La semana pasada, después de una serie interminable de emails y llamadas de teléfono vino a mi casa, al fin. Le llevé a ver mi estudio casero (soy videoaficionado y tengo un pequeño estudio que es mi orgullo y con el que torturo a todo el que aparece por casa) y estuvimos mucho rato hablando de nuestras cosas. Me llamó la atención, entonces, lo que os decía al principio. Su ropa, antaño impecable, tenía ahora el aspecto que puede tener un antiguo Lord inglés venido a menos (a mucho menos). Zapatos lustrados pero de tacones raídos, los bajos de los pantalones, cuyas rayas podían cortar un pelo en el aire, estaban deshilachadas y las costuras del cuello de la otrora blanca (ahora ligeramente amarillenta) camisa denotaban el paso del tiempo.

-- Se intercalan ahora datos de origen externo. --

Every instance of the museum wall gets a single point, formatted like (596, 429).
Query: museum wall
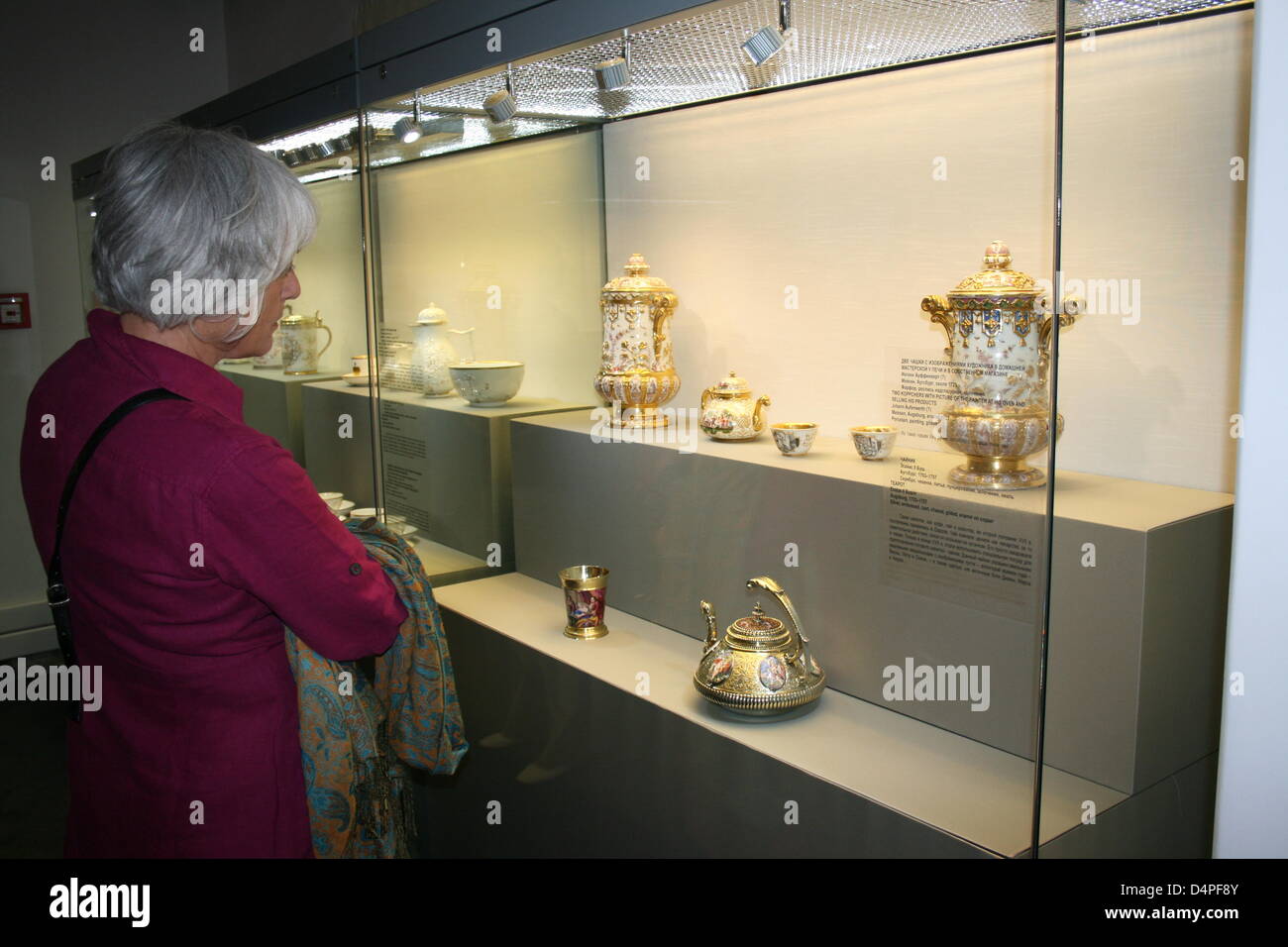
(510, 241)
(863, 196)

Además, un extraño brillo en su mirada confería a su rostro una expresión ida, como de cierta demencia. Mi hija Miranda, Randy, puso un disco de Artic Monkeys y, sin saber de la presencia de Phipps, venía bailando y cantando por el pasillo y se quedó helada, claro al ver a un extraño en casa.
- Fake tales of… ¡uy, perdón…!
- No te preocupes, mujer, a mí también me gustan los Artic Monkeys, me encantan… - y lo demostró entonando la canción que venía cantando mi hija- Fake tales o San Francisco echo trough the room…

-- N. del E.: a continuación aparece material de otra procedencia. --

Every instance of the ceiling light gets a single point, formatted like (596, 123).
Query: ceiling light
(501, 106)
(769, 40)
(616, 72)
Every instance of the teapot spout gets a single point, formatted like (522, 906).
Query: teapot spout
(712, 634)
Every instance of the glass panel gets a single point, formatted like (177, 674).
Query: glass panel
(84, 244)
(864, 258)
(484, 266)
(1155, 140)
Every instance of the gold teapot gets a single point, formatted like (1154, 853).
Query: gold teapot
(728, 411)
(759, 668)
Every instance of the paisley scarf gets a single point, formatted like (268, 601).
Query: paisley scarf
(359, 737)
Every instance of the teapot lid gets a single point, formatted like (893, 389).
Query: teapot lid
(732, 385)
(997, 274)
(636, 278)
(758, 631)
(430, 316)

Randy se quedó mirándole extrañada, se dio la vuelta y se fue.
- No me jodas, Phipps, -bromeé- que sólo tiene 10 años… ¿has cambiado de target?
- ¡Qué va…! – dijo él – sigo fiel a mis chicas. Sólo casadas. Solo entre 30 y 40 años.

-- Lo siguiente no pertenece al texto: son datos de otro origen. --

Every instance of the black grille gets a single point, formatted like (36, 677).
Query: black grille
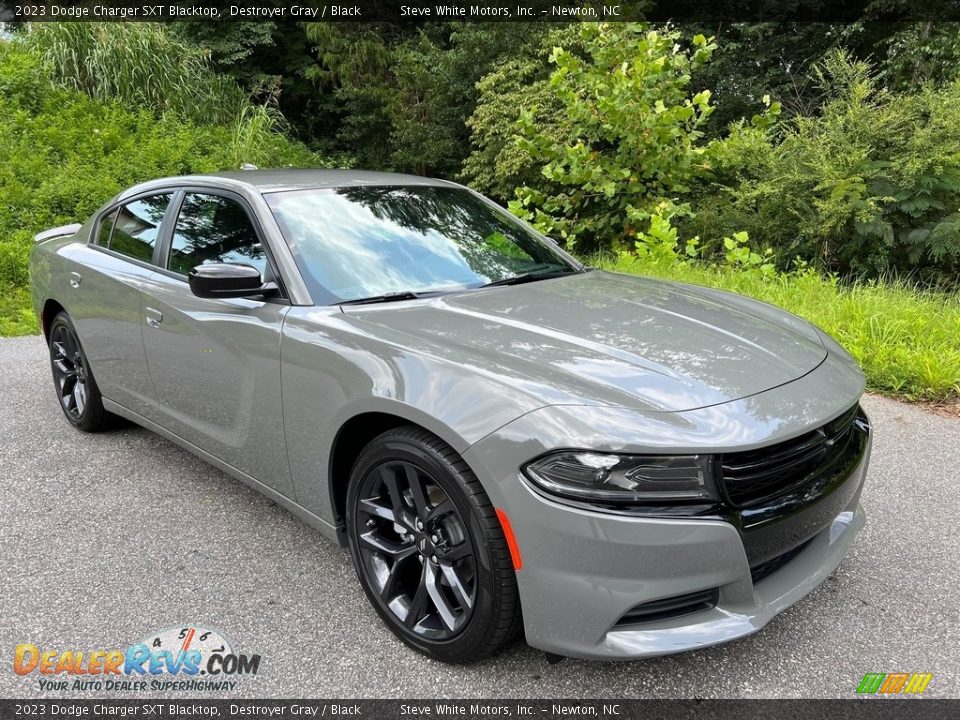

Habíamos tomado unas cuantas copas cuando llegó Lorna, mi mujer, a quien esperábamos para salir a cenar porque ese día cumplía 40 años. La esperaba yo para salir, Phipss para largarse, pero le había pedido que, por favor, se quedara para conocerla.
Los presenté. Y estuvimos un rato hablando. Los tres, relajados, bien cómodos. Lorna se levantó a rellenar nuestras copas y entonces lo supe y la seguí a la cocina. Con el congelador abierto para sacar unos hielos me miró asombrada cuando le dije:
- ¿Por qué, Lorna, por qué te has acostado con él?
-.-
En el salón de mi casa, la pared que da al sur es un ventanal de arriba abajo y de izquierda a derecha. En esta época del año siempre está abierta. Le dije a Phipps que quería que viera algo interesante.
- ¿Qué quieres que vea, hombre? – dijo acompañándome a su pesar hacia los ventanales. No pareció molestarle que le llevara del brazo desde atrás.
- Quiero que veas cómo se siente uno, cuando a uno, sin esperarlo, le revienta la cabeza – y le empujé limpiamente a una caída de 6 pisos hasta el asfalto donde, ¡sorpresa! a Phipps le reventó la cabeza.
Resulta que, después de tanta historia, el muy idiota no sabía volar.